Russian anti-war activist Viktoria Maladaeva co-founded Indigenous of Russia, a non-profit advocating for the rights of ethnic minorities and indigenous people living in Russia. In the photo, she's wearing a traditional-style outfit of the Buryat people, who are native to Siberia. Source: Supplied / Instagram/ @maladaeva
Originally from Tuva, Russia’s poorest region next to Buryatia, she moved to the capital, Moscow, to study and was confronted with negative stereotypes about Tuvans and racial discrimination. She says she felt like a second-class citizen.
“There were a lot of pain and hard feelings. That’s why I wanted to create a product that would humanise us and give our agency back to us,” Khovalyg told SBS Dateline. “A podcast about our ancient cultures. Not for ethnic Russians but for ourselves.”
After the start of the invasion, she moved to Berlin. Anti-war activism brought her together with other Asian Russians who shared a lot of similar experiences.
She launched a podcast, Republic Speaking, that features interviews with Asian people of Russia about their history, languages, and traditions. While it's not outwardly political, the underlying goal is to revive the national identities suppressed by Russian assimilation policies.
Decolonising Russia
Maladaeva and Khovalyg are part of a small but vocal 'decolonisation' movement that emerged in Russia in the wake of its invasion of Ukraine. The movement has sparked a critical discussion about the negative impact of Russia’s colonial legacies on indigenous peoples and the systemic discrimination that persists against ethnic minorities - a conversation that many ethnic Russians aren’t comfortable having.

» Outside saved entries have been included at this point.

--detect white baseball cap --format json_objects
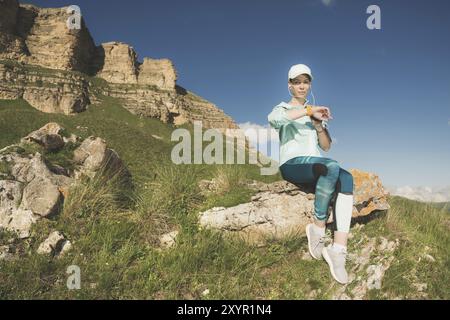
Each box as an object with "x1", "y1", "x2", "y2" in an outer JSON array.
[{"x1": 288, "y1": 64, "x2": 313, "y2": 80}]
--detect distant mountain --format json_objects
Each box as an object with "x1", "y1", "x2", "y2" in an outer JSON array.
[
  {"x1": 431, "y1": 202, "x2": 450, "y2": 212},
  {"x1": 385, "y1": 185, "x2": 450, "y2": 203}
]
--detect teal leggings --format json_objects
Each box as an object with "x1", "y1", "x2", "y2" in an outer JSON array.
[{"x1": 279, "y1": 156, "x2": 354, "y2": 221}]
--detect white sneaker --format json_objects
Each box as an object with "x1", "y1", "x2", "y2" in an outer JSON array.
[
  {"x1": 306, "y1": 224, "x2": 326, "y2": 260},
  {"x1": 322, "y1": 244, "x2": 349, "y2": 284}
]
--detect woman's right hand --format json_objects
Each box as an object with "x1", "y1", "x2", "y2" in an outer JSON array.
[{"x1": 311, "y1": 106, "x2": 333, "y2": 121}]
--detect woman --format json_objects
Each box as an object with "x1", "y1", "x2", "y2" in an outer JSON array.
[{"x1": 267, "y1": 64, "x2": 354, "y2": 284}]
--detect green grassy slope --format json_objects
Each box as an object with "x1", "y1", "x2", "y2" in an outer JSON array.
[{"x1": 0, "y1": 98, "x2": 281, "y2": 190}]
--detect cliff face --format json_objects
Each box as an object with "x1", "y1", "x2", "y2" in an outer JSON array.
[
  {"x1": 0, "y1": 0, "x2": 239, "y2": 131},
  {"x1": 0, "y1": 62, "x2": 90, "y2": 114},
  {"x1": 0, "y1": 1, "x2": 96, "y2": 73},
  {"x1": 18, "y1": 4, "x2": 97, "y2": 74}
]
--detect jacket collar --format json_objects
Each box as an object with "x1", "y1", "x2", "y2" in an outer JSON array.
[{"x1": 282, "y1": 99, "x2": 309, "y2": 109}]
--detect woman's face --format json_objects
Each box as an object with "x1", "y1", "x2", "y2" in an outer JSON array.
[{"x1": 289, "y1": 74, "x2": 311, "y2": 99}]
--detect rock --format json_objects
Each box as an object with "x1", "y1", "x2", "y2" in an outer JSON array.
[
  {"x1": 9, "y1": 152, "x2": 72, "y2": 187},
  {"x1": 332, "y1": 236, "x2": 399, "y2": 300},
  {"x1": 73, "y1": 136, "x2": 108, "y2": 171},
  {"x1": 0, "y1": 62, "x2": 90, "y2": 114},
  {"x1": 22, "y1": 87, "x2": 90, "y2": 115},
  {"x1": 301, "y1": 250, "x2": 313, "y2": 261},
  {"x1": 152, "y1": 134, "x2": 163, "y2": 140},
  {"x1": 159, "y1": 230, "x2": 179, "y2": 249},
  {"x1": 73, "y1": 136, "x2": 130, "y2": 180},
  {"x1": 59, "y1": 239, "x2": 72, "y2": 256},
  {"x1": 63, "y1": 134, "x2": 79, "y2": 144},
  {"x1": 0, "y1": 244, "x2": 14, "y2": 261},
  {"x1": 94, "y1": 43, "x2": 177, "y2": 89},
  {"x1": 201, "y1": 289, "x2": 210, "y2": 297},
  {"x1": 422, "y1": 254, "x2": 436, "y2": 263},
  {"x1": 22, "y1": 123, "x2": 65, "y2": 151},
  {"x1": 138, "y1": 57, "x2": 177, "y2": 89},
  {"x1": 37, "y1": 231, "x2": 71, "y2": 257},
  {"x1": 350, "y1": 169, "x2": 390, "y2": 217},
  {"x1": 94, "y1": 42, "x2": 139, "y2": 84},
  {"x1": 199, "y1": 191, "x2": 314, "y2": 246},
  {"x1": 198, "y1": 171, "x2": 390, "y2": 245},
  {"x1": 21, "y1": 176, "x2": 62, "y2": 217},
  {"x1": 413, "y1": 282, "x2": 427, "y2": 292},
  {"x1": 0, "y1": 179, "x2": 39, "y2": 238},
  {"x1": 17, "y1": 4, "x2": 97, "y2": 73},
  {"x1": 366, "y1": 264, "x2": 385, "y2": 290}
]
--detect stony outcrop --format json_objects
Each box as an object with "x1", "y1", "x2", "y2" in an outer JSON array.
[
  {"x1": 100, "y1": 83, "x2": 240, "y2": 130},
  {"x1": 0, "y1": 123, "x2": 130, "y2": 238},
  {"x1": 138, "y1": 57, "x2": 177, "y2": 89},
  {"x1": 331, "y1": 230, "x2": 400, "y2": 300},
  {"x1": 21, "y1": 122, "x2": 66, "y2": 151},
  {"x1": 73, "y1": 136, "x2": 131, "y2": 182},
  {"x1": 0, "y1": 152, "x2": 68, "y2": 238},
  {"x1": 94, "y1": 42, "x2": 139, "y2": 84},
  {"x1": 0, "y1": 1, "x2": 96, "y2": 73},
  {"x1": 0, "y1": 1, "x2": 240, "y2": 132},
  {"x1": 198, "y1": 170, "x2": 390, "y2": 245},
  {"x1": 93, "y1": 42, "x2": 177, "y2": 89},
  {"x1": 18, "y1": 4, "x2": 97, "y2": 73},
  {"x1": 0, "y1": 62, "x2": 90, "y2": 114}
]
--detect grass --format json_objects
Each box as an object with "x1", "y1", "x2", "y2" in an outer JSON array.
[{"x1": 2, "y1": 167, "x2": 448, "y2": 299}]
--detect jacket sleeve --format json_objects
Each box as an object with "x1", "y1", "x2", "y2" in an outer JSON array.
[{"x1": 268, "y1": 106, "x2": 292, "y2": 130}]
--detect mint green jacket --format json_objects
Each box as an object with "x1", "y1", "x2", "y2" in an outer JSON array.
[{"x1": 268, "y1": 101, "x2": 329, "y2": 166}]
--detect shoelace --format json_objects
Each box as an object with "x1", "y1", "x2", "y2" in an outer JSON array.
[
  {"x1": 313, "y1": 236, "x2": 326, "y2": 250},
  {"x1": 338, "y1": 249, "x2": 349, "y2": 262}
]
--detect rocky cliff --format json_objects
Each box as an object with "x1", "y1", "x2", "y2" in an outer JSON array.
[{"x1": 0, "y1": 0, "x2": 239, "y2": 133}]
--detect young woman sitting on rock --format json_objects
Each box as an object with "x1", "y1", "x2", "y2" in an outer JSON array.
[{"x1": 268, "y1": 64, "x2": 354, "y2": 284}]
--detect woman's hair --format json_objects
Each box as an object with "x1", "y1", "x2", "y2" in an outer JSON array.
[{"x1": 289, "y1": 74, "x2": 312, "y2": 83}]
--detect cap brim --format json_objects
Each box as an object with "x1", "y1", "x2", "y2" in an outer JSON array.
[{"x1": 289, "y1": 73, "x2": 313, "y2": 80}]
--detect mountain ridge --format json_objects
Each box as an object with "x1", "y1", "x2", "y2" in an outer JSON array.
[{"x1": 0, "y1": 0, "x2": 240, "y2": 133}]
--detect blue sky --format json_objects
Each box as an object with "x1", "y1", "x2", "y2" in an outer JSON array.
[{"x1": 27, "y1": 0, "x2": 450, "y2": 189}]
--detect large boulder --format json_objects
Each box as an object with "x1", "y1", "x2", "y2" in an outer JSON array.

“Acknowledging a colonial past and working on rectifying it requires strength and courage. European countries and Canada are on a path to it,” Maladaeva said.
Russian President Vladimir Putin has repeatedly denounced the West for its colonial crimes in the Americas, Asia, and Africa. But when it comes to its own history of imperial expansion, the official Russian narrative often emphasises its positive aspects such as spreading education and building infrastructure.
While Putin claims the attack on Ukraine was necessary to "protect" Russian speakers there, his own government has limited the teaching of minority languages and persecuted ethnic-minority activists.
Aihal Ammosov, a musician from Sakha (Yakutia), in Russia’s Far East, is awaiting extradition to Russia from Kazakhstan, where he fled to avoid prosecution for his criticism of the invasion of Ukraine. Before the war, he gained local fame for writing songs and poems in the Yakut language about indigenous rights, environmental issues, and corruption in his native region.
Sakha, an Arctic region larger than Western Australia and home to a million people, is the epicentre of Russia’s oil and gas extraction, as well as timber, gold and diamond mining sectors. But in a top-down Russian economy, the federal government in Moscow collects all revenues from resource exports and then redistributes part of those funds in the form of subsidies to regions.
Khovalyg says the Russian government is reluctant to admit its colonial past because it would also mean accepting Russia’s economic exploitation of indigenous people’s lands.
Both activists say their regions should eventually gain greater political and economic autonomy. But before it can happen, ethnic minorities should first ‘decolonise their minds’ and take active ownership of their lives and regions.
“It starts with studying your national history, showing interest in your own languages, and recognising your own rights,” Khovalyg says.